A Wanderer: Donald Fraser. X.
In the summer of 1869 Donald Fraser paid a visit to his old flock at Montreal, in Canada. The people there welcomed their former pastor with great kindness, and his greatest pleasure was being able to stay with his sister Jane. It was a short and uneventful visit, but one that held a dear place in Fraser's heart. There was the place where he had first preached the Gospel, the congregation that he had helped to build up, and the building he had helped to wipe out the debt upon. More than that, there were precious souls he had been the instrument of winning to Christ.
Fraser was happy at the Free High Church, Inverness. He had recieved a call to the prestigious pulpit of Free St. John's Church, Edinburgh (the building is now Free St. Columba's) after the retirement of Dr. Guthrie, but he had turned it down. In 1868, however, he recieved a call to go further afield, to leave the Free Church of Scotland for the young English Presbyterian Church. He was asked to pastor the congregation at Marylebone in London. Fraser knew Marylebone, and he felt a definite pull towards the English Church, but finally he thought it better to stay in Inverness. However the Marylebone session was not easily put off. On his return from Canada Fraser once more found a call to London, and this time Fraser felt more inclined to accept. A conversation with Mr. Oswald Dykes (later Dr.), who was considering a call to London's other great presbyterian Church, Regent Square, helped to decide things. Oswald Dykes said that he would accept the call to Regent Square if Fraser would go to Marylebone. Fraser accepted.

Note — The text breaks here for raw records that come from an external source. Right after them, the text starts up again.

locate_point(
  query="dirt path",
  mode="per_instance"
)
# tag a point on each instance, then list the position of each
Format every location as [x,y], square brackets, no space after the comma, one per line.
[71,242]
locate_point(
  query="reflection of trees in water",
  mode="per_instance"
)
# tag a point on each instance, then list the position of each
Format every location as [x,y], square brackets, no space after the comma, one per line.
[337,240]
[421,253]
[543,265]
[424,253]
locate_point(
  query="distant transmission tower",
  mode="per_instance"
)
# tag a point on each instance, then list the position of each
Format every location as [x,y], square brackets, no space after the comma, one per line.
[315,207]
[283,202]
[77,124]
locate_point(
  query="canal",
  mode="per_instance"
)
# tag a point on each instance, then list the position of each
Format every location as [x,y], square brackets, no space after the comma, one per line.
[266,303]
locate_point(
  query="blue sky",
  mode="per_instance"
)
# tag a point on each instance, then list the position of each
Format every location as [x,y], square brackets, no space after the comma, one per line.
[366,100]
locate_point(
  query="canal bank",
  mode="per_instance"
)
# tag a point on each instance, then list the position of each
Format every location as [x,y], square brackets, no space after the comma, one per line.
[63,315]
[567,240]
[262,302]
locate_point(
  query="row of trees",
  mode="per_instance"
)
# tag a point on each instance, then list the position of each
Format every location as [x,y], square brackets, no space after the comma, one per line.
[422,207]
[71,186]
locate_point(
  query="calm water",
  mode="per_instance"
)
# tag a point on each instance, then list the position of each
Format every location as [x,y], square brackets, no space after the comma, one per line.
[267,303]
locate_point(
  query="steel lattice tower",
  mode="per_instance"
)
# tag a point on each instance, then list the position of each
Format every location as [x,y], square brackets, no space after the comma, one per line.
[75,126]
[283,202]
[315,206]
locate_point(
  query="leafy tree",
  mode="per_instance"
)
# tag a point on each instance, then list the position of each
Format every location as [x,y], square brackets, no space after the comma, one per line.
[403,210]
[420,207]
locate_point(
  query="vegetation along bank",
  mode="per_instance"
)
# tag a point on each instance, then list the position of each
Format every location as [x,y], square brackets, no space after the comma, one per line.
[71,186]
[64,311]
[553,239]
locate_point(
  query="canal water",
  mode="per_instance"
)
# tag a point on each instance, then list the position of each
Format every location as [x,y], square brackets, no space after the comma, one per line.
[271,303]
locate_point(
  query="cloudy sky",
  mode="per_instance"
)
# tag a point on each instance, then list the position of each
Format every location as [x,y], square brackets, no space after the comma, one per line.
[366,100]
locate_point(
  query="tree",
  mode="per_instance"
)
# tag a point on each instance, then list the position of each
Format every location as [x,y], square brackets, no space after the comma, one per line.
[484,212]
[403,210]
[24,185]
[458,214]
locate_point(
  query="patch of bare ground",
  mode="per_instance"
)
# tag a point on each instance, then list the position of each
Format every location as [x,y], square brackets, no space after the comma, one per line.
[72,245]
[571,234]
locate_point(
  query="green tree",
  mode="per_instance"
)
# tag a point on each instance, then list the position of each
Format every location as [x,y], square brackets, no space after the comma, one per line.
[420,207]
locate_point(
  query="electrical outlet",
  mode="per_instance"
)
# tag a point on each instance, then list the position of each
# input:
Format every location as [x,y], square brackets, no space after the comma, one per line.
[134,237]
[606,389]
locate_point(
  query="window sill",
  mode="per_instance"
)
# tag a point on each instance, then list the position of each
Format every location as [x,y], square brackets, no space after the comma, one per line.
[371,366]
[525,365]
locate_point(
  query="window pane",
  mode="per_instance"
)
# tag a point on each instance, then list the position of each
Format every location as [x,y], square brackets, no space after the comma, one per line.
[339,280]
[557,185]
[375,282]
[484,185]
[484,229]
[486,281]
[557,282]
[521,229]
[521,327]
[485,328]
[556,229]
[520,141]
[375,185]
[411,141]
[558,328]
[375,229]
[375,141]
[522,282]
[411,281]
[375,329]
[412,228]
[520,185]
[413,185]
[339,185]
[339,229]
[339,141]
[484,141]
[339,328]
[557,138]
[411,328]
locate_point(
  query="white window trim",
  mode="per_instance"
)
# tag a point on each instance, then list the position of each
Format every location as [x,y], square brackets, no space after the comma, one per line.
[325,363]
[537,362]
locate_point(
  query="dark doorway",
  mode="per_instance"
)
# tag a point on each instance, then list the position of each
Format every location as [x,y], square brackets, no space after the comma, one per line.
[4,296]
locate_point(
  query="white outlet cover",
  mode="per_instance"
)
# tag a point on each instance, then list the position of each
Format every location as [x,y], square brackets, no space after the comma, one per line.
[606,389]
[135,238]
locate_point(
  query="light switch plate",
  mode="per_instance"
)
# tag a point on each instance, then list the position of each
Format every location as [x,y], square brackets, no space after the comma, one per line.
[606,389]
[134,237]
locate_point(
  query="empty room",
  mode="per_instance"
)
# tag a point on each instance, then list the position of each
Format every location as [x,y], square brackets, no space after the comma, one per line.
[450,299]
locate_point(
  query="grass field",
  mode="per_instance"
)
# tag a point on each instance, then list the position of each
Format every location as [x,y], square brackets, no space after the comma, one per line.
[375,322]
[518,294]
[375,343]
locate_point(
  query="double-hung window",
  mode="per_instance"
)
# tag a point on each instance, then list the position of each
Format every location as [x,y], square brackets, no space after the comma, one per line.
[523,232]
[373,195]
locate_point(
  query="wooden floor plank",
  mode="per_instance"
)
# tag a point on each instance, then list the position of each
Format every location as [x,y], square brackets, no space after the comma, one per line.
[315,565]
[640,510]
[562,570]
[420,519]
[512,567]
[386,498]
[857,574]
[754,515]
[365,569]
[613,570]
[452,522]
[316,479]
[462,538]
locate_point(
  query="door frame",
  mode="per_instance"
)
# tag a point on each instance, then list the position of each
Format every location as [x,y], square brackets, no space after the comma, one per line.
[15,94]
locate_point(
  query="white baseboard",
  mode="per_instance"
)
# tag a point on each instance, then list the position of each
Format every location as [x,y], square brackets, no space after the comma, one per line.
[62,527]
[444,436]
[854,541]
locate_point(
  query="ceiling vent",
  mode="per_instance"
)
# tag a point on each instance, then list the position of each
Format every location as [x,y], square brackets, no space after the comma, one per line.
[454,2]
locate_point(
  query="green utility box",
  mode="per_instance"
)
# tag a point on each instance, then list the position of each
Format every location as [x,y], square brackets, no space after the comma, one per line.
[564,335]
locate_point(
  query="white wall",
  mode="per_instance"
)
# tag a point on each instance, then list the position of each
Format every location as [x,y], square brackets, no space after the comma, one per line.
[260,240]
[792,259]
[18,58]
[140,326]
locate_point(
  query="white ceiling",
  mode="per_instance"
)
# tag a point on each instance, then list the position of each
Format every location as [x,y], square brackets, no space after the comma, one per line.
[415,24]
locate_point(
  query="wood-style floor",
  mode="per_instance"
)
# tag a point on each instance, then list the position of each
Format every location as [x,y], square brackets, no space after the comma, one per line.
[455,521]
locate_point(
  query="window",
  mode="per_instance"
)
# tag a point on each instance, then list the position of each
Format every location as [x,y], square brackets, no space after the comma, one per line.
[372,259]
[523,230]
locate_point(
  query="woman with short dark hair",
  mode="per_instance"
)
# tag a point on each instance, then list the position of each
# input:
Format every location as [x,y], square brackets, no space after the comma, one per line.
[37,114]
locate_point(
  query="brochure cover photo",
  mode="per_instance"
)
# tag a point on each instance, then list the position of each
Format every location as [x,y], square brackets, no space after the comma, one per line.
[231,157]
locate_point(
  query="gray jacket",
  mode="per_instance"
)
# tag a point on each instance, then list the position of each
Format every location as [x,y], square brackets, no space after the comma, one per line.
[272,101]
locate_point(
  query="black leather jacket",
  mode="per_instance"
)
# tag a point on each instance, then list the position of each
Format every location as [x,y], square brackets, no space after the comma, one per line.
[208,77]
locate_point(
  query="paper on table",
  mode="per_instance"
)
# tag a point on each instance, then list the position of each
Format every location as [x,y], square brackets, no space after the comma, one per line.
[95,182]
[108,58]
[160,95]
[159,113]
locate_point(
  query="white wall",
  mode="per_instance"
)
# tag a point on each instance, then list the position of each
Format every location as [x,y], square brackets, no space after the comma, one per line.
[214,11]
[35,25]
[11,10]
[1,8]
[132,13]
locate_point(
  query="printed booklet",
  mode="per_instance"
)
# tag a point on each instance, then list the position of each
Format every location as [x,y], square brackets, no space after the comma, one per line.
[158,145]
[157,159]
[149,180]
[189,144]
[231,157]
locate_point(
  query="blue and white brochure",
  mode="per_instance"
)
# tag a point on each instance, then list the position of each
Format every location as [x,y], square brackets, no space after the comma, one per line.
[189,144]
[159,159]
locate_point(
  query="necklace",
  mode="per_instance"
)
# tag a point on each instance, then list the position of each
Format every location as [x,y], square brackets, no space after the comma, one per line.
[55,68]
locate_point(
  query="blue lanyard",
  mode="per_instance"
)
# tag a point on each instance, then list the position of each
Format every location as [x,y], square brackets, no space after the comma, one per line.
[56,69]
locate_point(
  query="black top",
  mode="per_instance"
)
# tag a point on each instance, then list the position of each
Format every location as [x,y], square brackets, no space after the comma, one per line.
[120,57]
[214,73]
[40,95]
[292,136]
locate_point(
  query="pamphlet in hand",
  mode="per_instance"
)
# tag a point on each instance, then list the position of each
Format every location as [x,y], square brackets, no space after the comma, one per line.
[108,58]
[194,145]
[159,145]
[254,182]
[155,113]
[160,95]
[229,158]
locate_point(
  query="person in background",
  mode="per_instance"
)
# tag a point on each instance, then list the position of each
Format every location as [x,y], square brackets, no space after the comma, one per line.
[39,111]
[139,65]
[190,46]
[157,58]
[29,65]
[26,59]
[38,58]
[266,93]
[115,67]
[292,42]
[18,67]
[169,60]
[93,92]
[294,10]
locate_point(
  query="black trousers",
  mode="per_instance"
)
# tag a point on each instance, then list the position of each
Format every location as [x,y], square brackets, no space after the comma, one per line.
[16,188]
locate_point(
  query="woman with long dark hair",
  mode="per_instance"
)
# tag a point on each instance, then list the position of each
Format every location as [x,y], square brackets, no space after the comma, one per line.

Fraser was beginning to become unhappy with events in the Free Church of Scotland, and this contributed to his decision to leave Scotland once more. He saw an 'ignoble sectarian temper' (as he put it) beginning to emerge, a temper that wished ill to the Church of Scotland and was jealous of the reform of that body, lest she should render the grounds of separation from her less obvious. He did not support disestablishment, but nor did he fully sympathise with James Begg and the Constitutionalists. In the small English Presbyterian Church he saw a body that was relatively free of this 'sectarian temper'. And so, once again, Donald Fraser decided to become a voluntary exile from his own land.
The Free Presbytery of Inverness, however, refused to let Fraser go! Fraser insisted that he felt he was called to London by God, and at last he was allowed to leave Inverness in January 1870 to take up the pastorate at Marylebone, where he would spend the rest of his ministry.